Dummer Storch! Ich verstehe Sie auch deshalb, weil kaum ein Wiener Bürgermeister der letzten Jahrzehnte nicht laut „Hier“ geschrien hat, wenn es um die zusätzliche Aufnahme von Migranten gegangen ist. Von denen der eine oder andere doch in Kontakt mit der Polizei gekommen ist, sehr überraschend in der Tat! Dass man hier also eine gewisse Mitverantwortung für die aktuellen Zustände in diversen Teilen Wiens sehen kann, ist vollkommen richtig. Man hat Multikulti gewählt, also bekommt man auch Multikulti, mit allen seinen Errungenschaften.
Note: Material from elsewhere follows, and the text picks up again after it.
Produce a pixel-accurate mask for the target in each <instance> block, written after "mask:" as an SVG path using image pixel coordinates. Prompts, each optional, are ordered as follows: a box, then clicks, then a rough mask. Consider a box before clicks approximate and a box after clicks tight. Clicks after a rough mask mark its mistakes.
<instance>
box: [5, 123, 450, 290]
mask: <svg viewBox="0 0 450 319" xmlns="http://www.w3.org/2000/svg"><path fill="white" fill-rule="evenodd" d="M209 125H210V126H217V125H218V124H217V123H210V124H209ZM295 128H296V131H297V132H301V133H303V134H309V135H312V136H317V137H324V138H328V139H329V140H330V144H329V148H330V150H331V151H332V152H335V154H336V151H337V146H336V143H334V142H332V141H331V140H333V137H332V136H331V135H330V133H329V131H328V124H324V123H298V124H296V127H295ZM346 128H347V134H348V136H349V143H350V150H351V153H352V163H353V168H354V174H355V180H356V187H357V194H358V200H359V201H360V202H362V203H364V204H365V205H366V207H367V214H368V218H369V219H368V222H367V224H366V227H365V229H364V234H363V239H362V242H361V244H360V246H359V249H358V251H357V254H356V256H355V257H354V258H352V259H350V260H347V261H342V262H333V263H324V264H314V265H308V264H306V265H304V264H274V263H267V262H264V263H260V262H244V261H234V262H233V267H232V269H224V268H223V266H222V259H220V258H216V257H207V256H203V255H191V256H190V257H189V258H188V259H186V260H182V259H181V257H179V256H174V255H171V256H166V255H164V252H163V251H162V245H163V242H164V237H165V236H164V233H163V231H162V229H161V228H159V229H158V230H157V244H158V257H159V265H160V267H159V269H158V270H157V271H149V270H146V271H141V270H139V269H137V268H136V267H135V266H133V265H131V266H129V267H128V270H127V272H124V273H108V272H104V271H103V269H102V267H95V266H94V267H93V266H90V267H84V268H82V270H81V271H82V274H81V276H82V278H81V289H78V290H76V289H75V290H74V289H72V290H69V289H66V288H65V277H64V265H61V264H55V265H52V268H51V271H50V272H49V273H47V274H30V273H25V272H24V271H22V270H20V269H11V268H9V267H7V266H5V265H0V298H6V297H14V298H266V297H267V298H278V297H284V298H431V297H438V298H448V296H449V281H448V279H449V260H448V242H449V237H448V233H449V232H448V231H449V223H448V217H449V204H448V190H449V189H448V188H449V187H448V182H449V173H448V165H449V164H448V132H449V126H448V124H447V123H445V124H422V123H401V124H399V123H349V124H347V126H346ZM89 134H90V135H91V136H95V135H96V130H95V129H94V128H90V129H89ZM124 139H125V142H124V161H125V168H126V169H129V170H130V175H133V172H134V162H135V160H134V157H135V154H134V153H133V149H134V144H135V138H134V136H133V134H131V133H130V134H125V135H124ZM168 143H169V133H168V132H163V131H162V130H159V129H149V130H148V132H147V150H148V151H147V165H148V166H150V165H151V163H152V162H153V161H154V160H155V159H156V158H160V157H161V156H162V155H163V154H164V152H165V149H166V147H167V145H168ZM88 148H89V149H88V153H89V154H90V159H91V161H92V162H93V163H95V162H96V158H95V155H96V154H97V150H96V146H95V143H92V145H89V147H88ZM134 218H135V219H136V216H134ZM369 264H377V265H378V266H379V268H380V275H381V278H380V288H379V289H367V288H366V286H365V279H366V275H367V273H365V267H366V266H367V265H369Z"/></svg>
Hm, was wollte ich eigentlich sagen? Ach ja, die armen Wichte, vom Storch falsch abgeworfen und noch dazu das falsche Elternhaus gewählt, somit kein Haus im Speckgürtel. Nehmen Sie sich ein Herz, denken Sie an die vielen Geschäftsleute in Wien, im 22. Bezirk  gibt’s sogar einige Bauern. Und es gibt viele Polizisten, die hier ein Rückzugsgefecht kämpfen. Damit Wien nicht zu Berlin wird. Damit in Wien keine Bezirke von Clans übernommen werden.

 

Vorbild Feuerwehr. Die Rekrutierung junger Polizisten läuft nun angeblich etwas besser. Aber man muss nur kurz zur Berufsfeuerwehr schauen, um etwas neidisch zu werden. Dort kann man immer noch unter tausenden Bewerbern die Besten rauspicken. Weil der Beruf attraktiv ist und die Bezahlung stimmt. Weil kaum ein Feuerwehrender (Gendern ist voi super!) beleidigt, provoziert oder körperlich attackiert wird und weil kaum ein/e Feuerwehrmann/frau suspendiert und von der Presse durch den Kakao gezogen wird. Langfristig wird es nur zwei Möglichkeiten geben: Den Polizeiberuf attraktiver machen, oder das Niveau weiter zurückschrauben. Es ist höchste Zeit, die gute Ausbildung in der Polizei auch mit einem entsprechenden Abschluss zu würdigen, es ist höchste Zeit, das für die Pension angerechnete Gehalt zu erhöhen und es muss in    Wien endlich für eine ausreichende Personalreserve gesorgt werden. Dann klappt’s auch mit dem Nachwuchs. Umsetzen kann all das sicher erst die nächste Regierung - wenn sie dann richtig zusammengesetzt ist!

 

100 Jahre! Vor Weihnachten fand im Austria Center die 100 Jahrfeier von Interpol statt. In Wien deshalb, weil die Gründung hier durch Polizeipräsident Johannes Schober im Jahr 1923  stattfand. Österreich hat sich wieder einmal als guter Gastgeber präsentiert und die rund 1.300 Delegierten  aus 195 Nationen bestens betreut. Österreich hat eine gute Visitenkarte hinterlassen, und im internationalen Vergleich stehen wir sehr gut da. Arbeiten wir gemeinsam dran, dass es so bleibt!